When I was a little boy, my mom would bake a birthday cake for Jesus. At Christmas, we would sing happy birthday to Jesus, and have cake and ice cream to celebrate his birth. It was a fun tradition and memory, but as I got older and became a Christian, I learned that we actually do not know when Jesus was born.
The Bible does not clearly tell us when Jesus was born. In Luke 2, the birth story of Jesus simply says that, at the time of Jesus’ birth, the flocks were in the fields. This likely means that Jesus was not born in December. Why? Because that time of year experiences a lot of rain and cold, which would cause a shepherd to keep their flock safe, warm, and not roaming in the open fields. Those who defend the Christmas date as the potential time of Jesus’ birth respond by saying that there are often weeks during the winter when the weather warms up and would allow sheep to roam freely in the fields.
Arguments against Jesus being born in December are many.
One, during the winter months, many roads are impassable, which would mean that the government would be unlikely to require citizens to travel to their city of family origin to register for a census at that time due to potential danger.

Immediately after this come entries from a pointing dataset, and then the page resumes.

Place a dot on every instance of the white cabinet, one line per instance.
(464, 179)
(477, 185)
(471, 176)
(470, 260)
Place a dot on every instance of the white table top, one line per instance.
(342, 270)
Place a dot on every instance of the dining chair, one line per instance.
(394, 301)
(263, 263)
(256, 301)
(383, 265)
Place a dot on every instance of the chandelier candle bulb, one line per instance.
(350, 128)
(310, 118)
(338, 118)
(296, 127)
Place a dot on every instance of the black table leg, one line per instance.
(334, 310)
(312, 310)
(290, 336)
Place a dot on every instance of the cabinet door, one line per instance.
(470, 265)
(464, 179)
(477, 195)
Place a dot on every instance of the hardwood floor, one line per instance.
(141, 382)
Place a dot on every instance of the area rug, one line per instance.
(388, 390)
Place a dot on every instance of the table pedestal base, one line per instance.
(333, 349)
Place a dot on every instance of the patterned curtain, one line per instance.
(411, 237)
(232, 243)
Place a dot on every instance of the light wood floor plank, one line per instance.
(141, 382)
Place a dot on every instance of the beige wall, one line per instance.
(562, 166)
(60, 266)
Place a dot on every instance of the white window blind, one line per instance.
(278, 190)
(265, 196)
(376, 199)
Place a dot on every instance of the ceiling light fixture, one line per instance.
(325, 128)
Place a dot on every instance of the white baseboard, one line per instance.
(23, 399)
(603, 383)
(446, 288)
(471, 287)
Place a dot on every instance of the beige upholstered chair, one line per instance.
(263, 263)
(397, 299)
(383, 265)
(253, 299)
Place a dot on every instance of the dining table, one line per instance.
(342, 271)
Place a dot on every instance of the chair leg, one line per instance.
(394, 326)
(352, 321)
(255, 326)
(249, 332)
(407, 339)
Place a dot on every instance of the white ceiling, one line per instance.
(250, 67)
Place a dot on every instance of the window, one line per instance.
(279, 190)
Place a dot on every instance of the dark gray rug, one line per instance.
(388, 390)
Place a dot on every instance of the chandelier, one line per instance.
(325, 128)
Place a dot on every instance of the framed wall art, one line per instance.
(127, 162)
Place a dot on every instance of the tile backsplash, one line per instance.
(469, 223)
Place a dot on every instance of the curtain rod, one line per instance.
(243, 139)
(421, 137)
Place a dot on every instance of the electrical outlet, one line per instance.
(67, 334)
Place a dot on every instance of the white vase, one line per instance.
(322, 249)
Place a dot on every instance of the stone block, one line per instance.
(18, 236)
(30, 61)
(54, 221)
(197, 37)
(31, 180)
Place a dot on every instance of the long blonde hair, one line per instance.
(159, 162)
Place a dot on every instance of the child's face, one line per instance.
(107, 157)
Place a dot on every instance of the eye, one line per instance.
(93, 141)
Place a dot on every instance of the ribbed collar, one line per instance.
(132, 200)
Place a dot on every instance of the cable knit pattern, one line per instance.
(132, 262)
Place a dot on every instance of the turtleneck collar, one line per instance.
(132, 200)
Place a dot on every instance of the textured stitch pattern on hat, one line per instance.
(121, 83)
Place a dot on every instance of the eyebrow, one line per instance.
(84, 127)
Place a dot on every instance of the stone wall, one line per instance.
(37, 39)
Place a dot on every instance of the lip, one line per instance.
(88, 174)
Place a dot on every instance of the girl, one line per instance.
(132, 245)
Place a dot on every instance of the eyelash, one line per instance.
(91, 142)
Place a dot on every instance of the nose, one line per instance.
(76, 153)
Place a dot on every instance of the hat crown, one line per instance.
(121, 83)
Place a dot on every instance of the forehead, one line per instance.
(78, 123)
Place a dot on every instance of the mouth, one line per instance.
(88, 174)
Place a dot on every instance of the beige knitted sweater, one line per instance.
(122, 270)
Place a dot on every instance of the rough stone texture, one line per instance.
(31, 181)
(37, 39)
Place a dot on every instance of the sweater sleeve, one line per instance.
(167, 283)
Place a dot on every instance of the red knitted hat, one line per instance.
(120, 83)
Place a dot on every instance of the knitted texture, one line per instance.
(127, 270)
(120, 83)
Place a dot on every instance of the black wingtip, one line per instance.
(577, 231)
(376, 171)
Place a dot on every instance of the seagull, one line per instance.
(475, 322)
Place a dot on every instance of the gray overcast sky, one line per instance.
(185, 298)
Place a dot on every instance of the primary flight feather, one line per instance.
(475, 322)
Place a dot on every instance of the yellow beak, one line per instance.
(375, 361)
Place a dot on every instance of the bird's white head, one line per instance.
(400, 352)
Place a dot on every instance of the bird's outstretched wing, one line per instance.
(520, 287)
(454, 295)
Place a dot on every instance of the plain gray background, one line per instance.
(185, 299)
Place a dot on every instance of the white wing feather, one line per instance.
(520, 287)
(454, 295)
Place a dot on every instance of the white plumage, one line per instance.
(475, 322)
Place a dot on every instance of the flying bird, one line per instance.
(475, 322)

Two, the December 25th date for celebrating Jesus’ birthday is connected to the pagan Roman holiday of Saturnalia. History Magazine says, “Saturnalia, held in mid-December, is an ancient Roman pagan festival honoring the agricultural god Saturn. Because of when the holiday occurred—near the winter solstice—Saturnalia celebrations are the source of many of the traditions we now associate with Christmas, such as wreaths, candles, feasting and gift-giving…Saturnalia, the most popular holiday on the ancient Roman calendar, derived from older farming-related rituals of midwinter and the winter solstice, especially the practice of offering gifts or sacrifices to the gods during the winter sowing season. The pagan celebration of Saturn, the Roman god of agriculture and time, began as a single day, but by the late Republic (133-31 B.C.) it had expanded to a weeklong festival beginning December 17. (On the Julian calendar, which the Romans used at the time, the winter solstice fell on December 25.). During Saturnalia, work and business came to a halt. Schools and courts of law closed, and the normal social patterns were suspended. People decorated their homes with wreaths and other greenery…Instead of working, Romans spent Saturnalia gambling, singing, playing music, feasting, socializing and giving each other gifts…Saturnalia was by far the jolliest Roman holiday; the Roman poet Catullus famously described it as ‘the best of times.’” (1)
During the reign of the Roman emperor Constantine (A.D. 306-337), Christianity became legalized and supported. It seems that, during this time, Christians began celebrating Jesus’ birth during their days off to redeem the unholy day into a holiday. In the next daily devotion, we will explore if this is a good or bad idea. However, without a clear date for Jesus’ birth, it seems the early church simply took the opportunity that the pagan feast of Saturnalia provided. The feast celebrated the return of the sun after weeks of ever-increasing darkness, which parallels the biblical metaphor of Jesus illuminating our dark world. Furthermore, Saturnalia included the sharing of gifts, which corresponds to the gifts given to Jesus by the Magi and the gift of salvation Jesus gives.